Canadian man nears end of epic round-the-world sailing journey without electronic tools
Former Estevan, Sask., resident expects to finish solo sail around the world this Saturday
While the world has been dealing with a pandemic, Bert terHart has been sailing through troubled waters of a different kind.
terHart, who was raised in Estevan, Sask., and now makes his home in B.C., is on the cusp of completing a nine-month solo sailing journey around the world, navigating with only a pen, paper, charts and a sextant. He embarked in October and hopes to reach Victoria Saturday to achieve his goal of becoming the first North American to make such a trip using only non-electronic navigational tools.

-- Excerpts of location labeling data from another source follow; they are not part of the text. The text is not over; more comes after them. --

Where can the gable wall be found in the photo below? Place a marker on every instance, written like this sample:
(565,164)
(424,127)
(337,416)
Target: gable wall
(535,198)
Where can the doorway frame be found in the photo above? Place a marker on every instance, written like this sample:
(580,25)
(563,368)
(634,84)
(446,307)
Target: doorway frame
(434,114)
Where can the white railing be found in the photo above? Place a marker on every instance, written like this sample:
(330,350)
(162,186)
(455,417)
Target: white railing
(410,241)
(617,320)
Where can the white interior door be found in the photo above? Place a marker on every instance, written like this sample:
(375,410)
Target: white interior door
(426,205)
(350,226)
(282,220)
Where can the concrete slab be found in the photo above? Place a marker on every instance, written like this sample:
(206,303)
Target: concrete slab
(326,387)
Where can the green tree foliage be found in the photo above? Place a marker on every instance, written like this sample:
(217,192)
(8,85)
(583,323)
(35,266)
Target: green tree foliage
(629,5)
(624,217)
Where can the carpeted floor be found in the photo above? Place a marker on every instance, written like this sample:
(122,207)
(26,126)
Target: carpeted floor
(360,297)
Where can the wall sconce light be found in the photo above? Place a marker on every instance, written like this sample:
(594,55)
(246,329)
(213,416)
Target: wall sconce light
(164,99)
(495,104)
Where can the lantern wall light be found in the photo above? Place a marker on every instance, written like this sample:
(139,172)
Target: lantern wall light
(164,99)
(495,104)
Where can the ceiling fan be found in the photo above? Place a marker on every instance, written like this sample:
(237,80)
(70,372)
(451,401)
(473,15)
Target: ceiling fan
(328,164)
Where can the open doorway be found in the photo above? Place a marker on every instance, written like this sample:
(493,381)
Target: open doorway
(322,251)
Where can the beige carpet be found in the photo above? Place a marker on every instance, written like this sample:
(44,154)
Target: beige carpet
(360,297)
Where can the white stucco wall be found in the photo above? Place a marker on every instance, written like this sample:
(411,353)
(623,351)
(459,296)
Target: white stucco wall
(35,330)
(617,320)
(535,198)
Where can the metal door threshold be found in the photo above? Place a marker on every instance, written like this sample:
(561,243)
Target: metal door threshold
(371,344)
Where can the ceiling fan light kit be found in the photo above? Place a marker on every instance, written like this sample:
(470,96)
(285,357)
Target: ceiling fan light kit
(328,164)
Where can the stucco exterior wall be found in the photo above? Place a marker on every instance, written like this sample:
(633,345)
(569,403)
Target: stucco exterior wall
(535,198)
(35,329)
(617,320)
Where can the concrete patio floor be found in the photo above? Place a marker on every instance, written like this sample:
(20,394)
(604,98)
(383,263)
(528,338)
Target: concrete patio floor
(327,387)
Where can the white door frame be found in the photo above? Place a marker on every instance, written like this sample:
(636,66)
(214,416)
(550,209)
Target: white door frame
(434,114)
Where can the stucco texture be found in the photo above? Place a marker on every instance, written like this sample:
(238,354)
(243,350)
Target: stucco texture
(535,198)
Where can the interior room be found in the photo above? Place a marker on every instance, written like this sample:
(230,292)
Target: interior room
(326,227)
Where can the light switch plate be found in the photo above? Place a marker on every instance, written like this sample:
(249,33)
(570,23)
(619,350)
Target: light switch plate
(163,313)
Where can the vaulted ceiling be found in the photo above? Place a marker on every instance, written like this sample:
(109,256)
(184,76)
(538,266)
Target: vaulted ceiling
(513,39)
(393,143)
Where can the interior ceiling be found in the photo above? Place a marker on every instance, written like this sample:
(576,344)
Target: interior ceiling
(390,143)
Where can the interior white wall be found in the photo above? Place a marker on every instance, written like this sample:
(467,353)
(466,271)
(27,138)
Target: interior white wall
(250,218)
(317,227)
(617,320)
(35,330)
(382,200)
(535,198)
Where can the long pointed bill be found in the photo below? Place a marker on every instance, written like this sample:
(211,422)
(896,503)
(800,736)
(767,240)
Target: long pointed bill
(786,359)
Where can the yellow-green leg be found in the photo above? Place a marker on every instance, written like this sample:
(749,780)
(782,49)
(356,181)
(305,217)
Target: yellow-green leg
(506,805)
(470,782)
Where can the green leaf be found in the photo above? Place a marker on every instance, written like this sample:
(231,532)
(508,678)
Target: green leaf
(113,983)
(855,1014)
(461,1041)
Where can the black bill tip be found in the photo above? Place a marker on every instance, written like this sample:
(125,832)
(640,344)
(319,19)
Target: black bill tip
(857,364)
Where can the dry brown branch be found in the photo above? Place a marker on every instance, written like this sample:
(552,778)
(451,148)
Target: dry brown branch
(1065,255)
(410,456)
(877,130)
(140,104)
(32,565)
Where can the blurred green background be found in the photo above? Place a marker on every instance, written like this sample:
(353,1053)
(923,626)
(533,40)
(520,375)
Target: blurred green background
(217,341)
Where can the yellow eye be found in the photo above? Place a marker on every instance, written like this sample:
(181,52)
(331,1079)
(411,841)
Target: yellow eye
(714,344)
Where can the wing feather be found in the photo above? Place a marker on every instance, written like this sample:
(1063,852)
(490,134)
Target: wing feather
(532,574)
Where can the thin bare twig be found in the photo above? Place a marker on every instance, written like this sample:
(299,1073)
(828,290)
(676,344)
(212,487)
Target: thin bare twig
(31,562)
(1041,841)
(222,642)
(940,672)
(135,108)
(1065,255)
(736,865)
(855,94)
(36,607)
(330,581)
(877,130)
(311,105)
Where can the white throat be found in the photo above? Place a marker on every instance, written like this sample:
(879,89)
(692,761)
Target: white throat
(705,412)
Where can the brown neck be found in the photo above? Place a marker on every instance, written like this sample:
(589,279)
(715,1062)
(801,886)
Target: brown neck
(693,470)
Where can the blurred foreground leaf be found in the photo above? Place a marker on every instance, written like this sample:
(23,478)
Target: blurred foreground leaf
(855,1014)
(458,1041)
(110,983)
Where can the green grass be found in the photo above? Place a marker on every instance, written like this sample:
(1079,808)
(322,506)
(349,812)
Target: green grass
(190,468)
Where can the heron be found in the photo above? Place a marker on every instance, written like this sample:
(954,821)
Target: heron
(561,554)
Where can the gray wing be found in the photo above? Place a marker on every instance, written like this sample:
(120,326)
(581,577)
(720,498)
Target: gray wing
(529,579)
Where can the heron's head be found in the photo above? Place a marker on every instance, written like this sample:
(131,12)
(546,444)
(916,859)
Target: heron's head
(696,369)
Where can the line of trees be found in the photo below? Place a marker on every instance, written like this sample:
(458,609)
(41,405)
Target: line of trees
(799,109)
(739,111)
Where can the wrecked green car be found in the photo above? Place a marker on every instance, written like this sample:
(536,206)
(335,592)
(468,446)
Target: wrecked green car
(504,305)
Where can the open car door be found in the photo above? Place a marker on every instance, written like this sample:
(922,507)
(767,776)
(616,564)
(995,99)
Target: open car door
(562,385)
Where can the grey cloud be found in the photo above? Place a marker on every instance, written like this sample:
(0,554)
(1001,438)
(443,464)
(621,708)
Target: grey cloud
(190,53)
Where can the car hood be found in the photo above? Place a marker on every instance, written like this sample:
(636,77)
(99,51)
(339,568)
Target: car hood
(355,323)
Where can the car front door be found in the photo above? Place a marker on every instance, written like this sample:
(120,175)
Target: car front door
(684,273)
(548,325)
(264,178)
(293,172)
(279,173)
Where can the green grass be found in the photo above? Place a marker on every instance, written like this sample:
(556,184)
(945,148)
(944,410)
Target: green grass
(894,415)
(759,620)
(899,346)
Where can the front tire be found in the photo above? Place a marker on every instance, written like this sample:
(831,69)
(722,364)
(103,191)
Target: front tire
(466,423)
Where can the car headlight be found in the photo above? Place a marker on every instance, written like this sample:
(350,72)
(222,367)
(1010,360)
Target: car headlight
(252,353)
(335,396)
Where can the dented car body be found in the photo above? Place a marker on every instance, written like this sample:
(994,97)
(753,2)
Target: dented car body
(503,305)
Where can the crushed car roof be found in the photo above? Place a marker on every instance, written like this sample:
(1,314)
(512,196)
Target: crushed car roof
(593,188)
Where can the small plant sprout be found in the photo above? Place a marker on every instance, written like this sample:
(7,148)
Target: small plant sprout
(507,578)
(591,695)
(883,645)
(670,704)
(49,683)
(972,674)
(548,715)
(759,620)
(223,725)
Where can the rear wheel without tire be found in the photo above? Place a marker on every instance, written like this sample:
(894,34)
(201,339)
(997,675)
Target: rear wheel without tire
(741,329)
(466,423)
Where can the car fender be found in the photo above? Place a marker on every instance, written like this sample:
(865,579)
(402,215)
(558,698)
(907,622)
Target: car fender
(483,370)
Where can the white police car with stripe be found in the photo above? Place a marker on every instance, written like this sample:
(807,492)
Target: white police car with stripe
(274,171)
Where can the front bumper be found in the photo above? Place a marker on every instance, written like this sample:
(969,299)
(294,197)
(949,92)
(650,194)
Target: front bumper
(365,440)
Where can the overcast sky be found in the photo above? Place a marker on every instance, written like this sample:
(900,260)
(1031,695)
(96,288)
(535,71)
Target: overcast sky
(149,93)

"The thing I'm doing, a solo non-stop circumnavigation via the five great capes, is extremely difficult to do," he told CBC's The Morning Edition via satellite phone from sea.
"I chose to do something really difficult to make my mark, I suppose, on a personal level. On a more profound note, I was hoping to inspire people to choose and seek careers in oceanic sciences… to solve the problems we need to face if we hope to succeed as a species," terHart said.
His father, who first taught him to sail on Boundary Dam, was a bit dubious when he heard about the voyage, saying he thought his son was smarter than that.
Now, terHart says he's about to prove that he may not be smart, but he is persistent.
Listen to Bert terHart's conversation with CBC's The Morning Edition here:
He's faced dense fog with no idea of exactly where he is and turbulent weather that led to "wild" sailing conditions.
"I have to constantly remind myself that I can't let my guard down. I'm not home," he said. "The challenges are always constant and always changing. So I'll feel at home when I'm right up to the dock."
He's been referred to as the champion of social distancing. Many have asked terHart about what it's been like to be living in isolation. He said being alone is not the same as being lonely.
"Alone and quiet, bathed in splendour, you can almost feel the pulse of the world. There is not much between you and the heartbeat of the universe," he wrote to his followers on social media.
He's learned that many things — certain relationships, the noise of the world, everyday routines — are not as important as they may seem and can be shed away like a snake's skin.
"What's left are those things that are truly important to you, those things that you were truly passionate about, the people you cared most about and relationships that are the most important to you."
It's those people, like his family, that he looks forward to seeing again now, including his father.
"I want to shake his hand and and look him in the eye and say I did it," he said. "To see those people you truly care about is going to be a thrill of a lifetime and it will be a moment in my life I'll take to the grave."